Sen. Bill Carrico is among those opposed to the idea of the casino or the idea of casino gambling in the state all together. He believes the plan could some struggle getting through committee in Richmond – much less carrying the day in a floor vote. Carrico threw cold water on the idea, saying he doubted the proposal would see much success in the state legislature.

Bristol Leaders Push Casino Development

On the other side of the fence, Eads that said he think that now is the time for Virginia to makes its mark on casino gambling. The City Manager said that the state has been losing tax revenue to other states with legalized gambling for too long and that it was time for a change.

Sen. Caricco believes that the decision on whether or not to approve the casino proposal should be left up to the residents before the state Legislature makes any final decisions on it.

When asked about his support in the legislature, Carrico said, “They’ve put together a plan on how to do it but I haven’t really committed to doing anything. I really don’t know how you would do it. You’re talking about trying to carve out the city by using numbers like we did with the tax credit [legislation for The Falls], and I just don’t think that will work because so many localities want to do it, too. You had the Pamunkey Indian Tribe that’s looking to do a casino [in New Kent, Va.], so you’ve got to satisfy that.”

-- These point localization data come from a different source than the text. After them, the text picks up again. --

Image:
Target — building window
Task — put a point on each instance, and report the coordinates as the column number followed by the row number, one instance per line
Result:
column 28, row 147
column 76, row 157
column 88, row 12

“Not One Dollar is Coming…from Bristol”

Jim McGlothlin, a childhood friend of Clyde Stacy’s who is partnering with Stacy on the project, said, “Not one dollar is coming from the city of Bristol, the state of Virginia or the federal government. Clyde and myself are going to put all the money up for this.”

“We’ve been blessed to be big winners in some of our businesses — and we could be big winners, as well, don’t get me wrong. But it would be a $30 million annual income for the city of Bristol, not counting the gambling tax. It would be like manna from heaven.”